Hello William, I am looking at buying a small pie place (has 4 tables for dine in, most is take out). They make pies and sandwiches. The seller will be taking the main pastry chef with her, and doesn’t know if the rest of the staff will stay (two cashiers). Premises are leased (month to month). They have a good location, good reviews, and (from the reviews) good pies. She works in the business full time, so I am practically buying a job. How many times SDE would you say this is worth, and should the removable assets (coffee maker, oven, etc) be included in this price? Thank you for taking the time to read my comment.

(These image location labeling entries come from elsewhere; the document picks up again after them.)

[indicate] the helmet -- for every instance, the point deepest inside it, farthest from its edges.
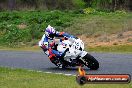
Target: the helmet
(50, 32)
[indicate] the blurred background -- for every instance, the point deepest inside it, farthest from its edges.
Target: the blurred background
(65, 4)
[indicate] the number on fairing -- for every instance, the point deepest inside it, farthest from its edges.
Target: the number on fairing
(77, 45)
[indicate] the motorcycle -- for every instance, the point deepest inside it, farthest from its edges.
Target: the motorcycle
(76, 56)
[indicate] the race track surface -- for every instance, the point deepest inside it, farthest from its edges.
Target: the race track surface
(109, 63)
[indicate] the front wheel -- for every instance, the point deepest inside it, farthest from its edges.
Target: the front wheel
(91, 62)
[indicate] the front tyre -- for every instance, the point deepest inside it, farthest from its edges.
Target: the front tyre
(91, 62)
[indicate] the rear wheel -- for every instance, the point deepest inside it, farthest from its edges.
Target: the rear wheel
(91, 62)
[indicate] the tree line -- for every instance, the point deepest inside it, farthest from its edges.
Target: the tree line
(65, 4)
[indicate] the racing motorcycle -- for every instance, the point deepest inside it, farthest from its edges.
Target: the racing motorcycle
(76, 55)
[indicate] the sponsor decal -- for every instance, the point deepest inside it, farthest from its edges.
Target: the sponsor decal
(83, 78)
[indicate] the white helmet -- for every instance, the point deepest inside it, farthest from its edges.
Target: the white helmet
(50, 32)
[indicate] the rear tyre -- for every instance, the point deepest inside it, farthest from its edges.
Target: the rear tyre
(92, 63)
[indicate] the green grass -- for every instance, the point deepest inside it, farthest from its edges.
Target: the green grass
(115, 49)
(18, 78)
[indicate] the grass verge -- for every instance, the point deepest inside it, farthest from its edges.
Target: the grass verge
(112, 49)
(115, 49)
(18, 78)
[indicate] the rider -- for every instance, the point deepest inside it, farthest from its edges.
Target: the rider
(47, 43)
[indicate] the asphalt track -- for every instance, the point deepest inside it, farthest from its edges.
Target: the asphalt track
(109, 63)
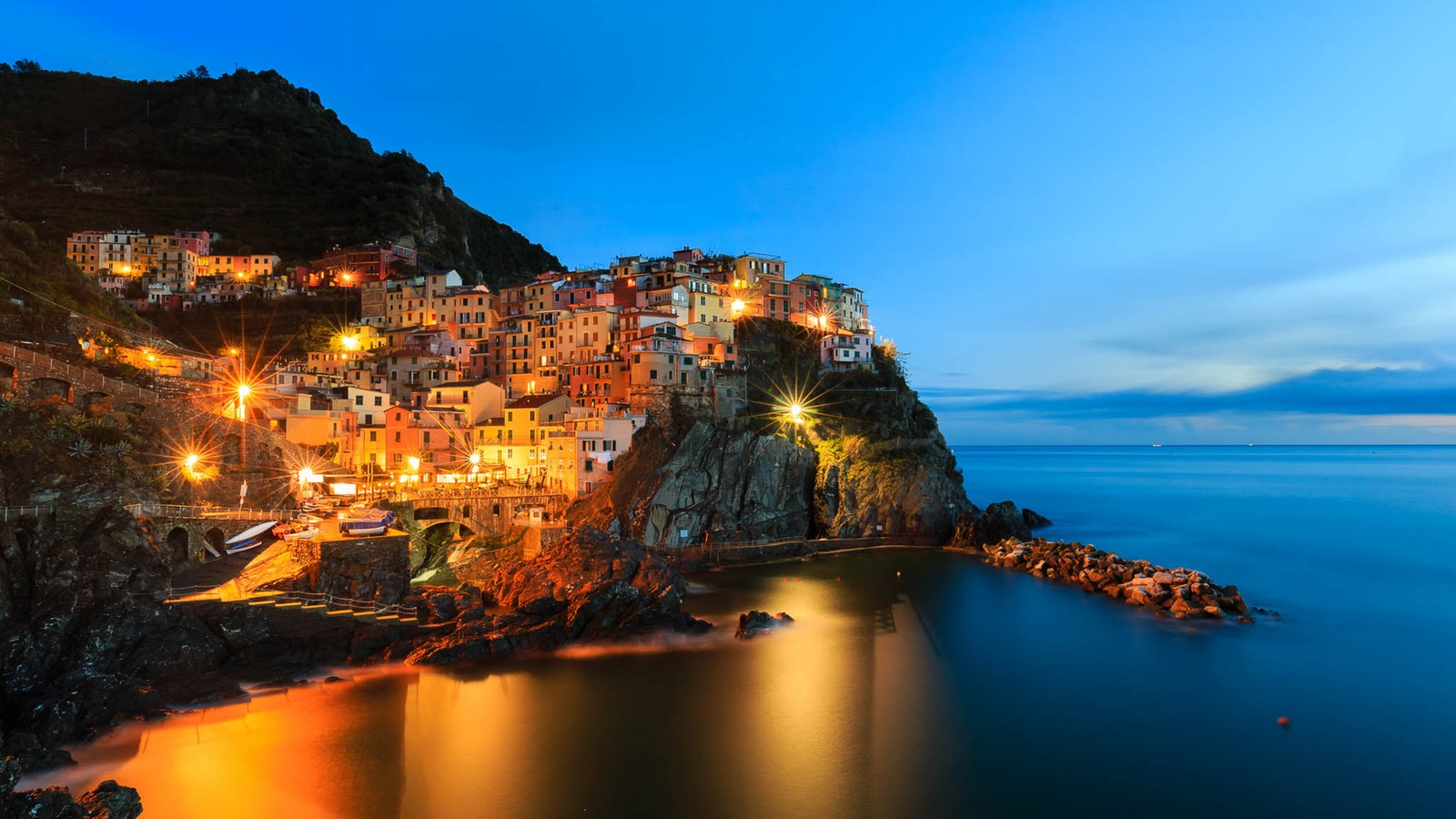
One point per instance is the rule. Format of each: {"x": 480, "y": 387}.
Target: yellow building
{"x": 517, "y": 445}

Hello, and thanks for stopping by. I would say with the facts that you have given me, about 2 times SDE would be max. With the pastry chef leaving, make sure you get all of the recipes in writing. All of the furniture, fixtures, and equipment should stay and would be included in the 2 times SDE valuation. Be careful.
Great article and excellent info in the Q&A!
I’m helping a friend try to sell her business. Less than a year operating and no bookkeeping. I’m urging her to do the bookkeeping so we can get a discretionary earnings figure, but she wants to sell fast. Based on your discussions, it looks like she’ll need to just use depreciated value of all assets. Would you agree?
You are correct. Unfortunately, she’s probably going to lose money on the transaction.
These formula’s do not mention the real estate. Are the valuations based solely on earnings?
Bob, thanks for dropping in. In the article I state, “None of these appraisal guidelines include the value of any real estate. If the business owns real estate, the value of the realty should be added to the above guideline result.” Real estate is not included because the variance in value from location to location would be so great that it would render a business-only average valuation formula useless.
How does the years left on the lease effect the value or formula?
Roland, thanks for visiting. The lease is essential to value. For instance, if the buyer is acquiring the business with an SBA-guaranteed loan, the SBA requires a lease with the same term as the loan, usually 10 years. It’s incumbent upon the buyer to secure an extension of the existing lease or to negotiate a new lease with acceptable terms and conditions. This usually takes place during the due diligence phase of the business buying process.